Paypal Customers Can Now Deposit and Withdraw Money at Walmart Stores

Paypal Customers Can Now Deposit and Withdraw Money at Walmart Stores

If you have a PayPal account, adding or withdrawing from your balance will now be as easy as a trip to Walmart.
A woman checks out at a Walmart register

Thanks to a partnership between PayPal and Walmart, unbanked families will now have a better place to stash their cash as we head into the holiday season.

Paypal announced today that by early November, Walmart customers with PayPal accounts would be able to deposit and withdraw money from their PayPal balance at any of the chain's 4,761 locations nationwide.

The service is available to all PayPal account holders, but if you carry a PayPal Cash Mastercard, you'll also be able to add or withdraw from your balance at Walmart ATMs or at one of the retailer's help desks.

The service isn't free

However you access your cash, the service will cost $3 per transaction. While paying a fee to access your own money is an annoyance, the fee is comparable to the average ATM fee most banks' charge if you use an ATM outside of your bank's network.

It's important to note that this step is necessary if you want to use your PayPal balance to make a purchase at Walmart. You can't simply pay for Walmart purchases directly through the PayPal app.

Who does this help?

One in four households falls into the category of being unbanked or underbanked, according to the FDIC. In many cases, these families don't hold a bank account because they lack the financial resources to warrant opening one in the first place. Other families simply lack an understanding of how the banking system works.

That means approximately 9 million families in the U.S. use no traditional banking service, and another 24.5 million households rely heavily on financial services outside of the traditional banking system, such as predatory payday loans, even though they do have a savings or checking account.

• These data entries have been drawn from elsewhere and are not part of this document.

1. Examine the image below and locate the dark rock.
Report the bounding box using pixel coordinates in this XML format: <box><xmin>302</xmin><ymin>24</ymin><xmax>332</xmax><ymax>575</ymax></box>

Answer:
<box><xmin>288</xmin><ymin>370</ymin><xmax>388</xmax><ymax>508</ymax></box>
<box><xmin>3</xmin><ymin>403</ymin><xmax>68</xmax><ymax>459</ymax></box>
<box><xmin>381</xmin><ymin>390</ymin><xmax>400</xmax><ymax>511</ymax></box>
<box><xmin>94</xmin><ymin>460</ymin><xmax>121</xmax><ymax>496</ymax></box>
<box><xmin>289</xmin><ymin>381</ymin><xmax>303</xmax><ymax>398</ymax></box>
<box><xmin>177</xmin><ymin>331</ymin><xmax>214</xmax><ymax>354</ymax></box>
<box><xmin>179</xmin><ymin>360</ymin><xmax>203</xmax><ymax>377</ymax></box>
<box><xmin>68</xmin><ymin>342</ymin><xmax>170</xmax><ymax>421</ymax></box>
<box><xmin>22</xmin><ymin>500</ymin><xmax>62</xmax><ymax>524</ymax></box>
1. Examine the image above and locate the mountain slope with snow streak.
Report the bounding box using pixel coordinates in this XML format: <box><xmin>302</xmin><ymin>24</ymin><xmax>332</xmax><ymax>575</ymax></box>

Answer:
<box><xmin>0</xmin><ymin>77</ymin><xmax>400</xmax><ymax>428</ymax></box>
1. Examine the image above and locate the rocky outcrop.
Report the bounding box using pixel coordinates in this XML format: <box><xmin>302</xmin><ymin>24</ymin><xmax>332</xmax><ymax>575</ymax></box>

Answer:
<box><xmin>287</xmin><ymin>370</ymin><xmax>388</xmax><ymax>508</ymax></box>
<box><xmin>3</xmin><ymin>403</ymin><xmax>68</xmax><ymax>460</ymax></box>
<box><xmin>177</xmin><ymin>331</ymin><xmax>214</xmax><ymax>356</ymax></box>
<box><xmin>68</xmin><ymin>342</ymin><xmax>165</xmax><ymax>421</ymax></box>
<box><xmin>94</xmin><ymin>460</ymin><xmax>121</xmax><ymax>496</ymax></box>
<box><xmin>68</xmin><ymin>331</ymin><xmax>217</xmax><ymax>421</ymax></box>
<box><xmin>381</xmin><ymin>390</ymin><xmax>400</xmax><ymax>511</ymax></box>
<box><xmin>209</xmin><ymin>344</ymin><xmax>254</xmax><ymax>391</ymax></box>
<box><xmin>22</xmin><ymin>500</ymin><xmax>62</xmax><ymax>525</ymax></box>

Unbanked households also face another challenge: because their income can vary significantly from month to month, building an emergency savings fund is difficult. But for those who do manage to save money for the proverbial rainy day, they currently store this cash in their house or at the home of a friend or family member, putting it at risk for theft or loss.

Online banking is still better—and it's on the rise

While keeping your money in a PayPal account is a much better option than under your mattress, opening an account at an online bank is better. It provides the same FDIC insurance and easy, mobile access as a PayPal account, but money stored in an online bank account has the opportunity to generate interest, and it can help you build your credit.

The good news: the use of online banking is on the rise. The FDIC found a substantial increase in online and mobile banking between 2013 and 2015, with more than one-third of households reporting online banking as their primary method for accessing a bank account.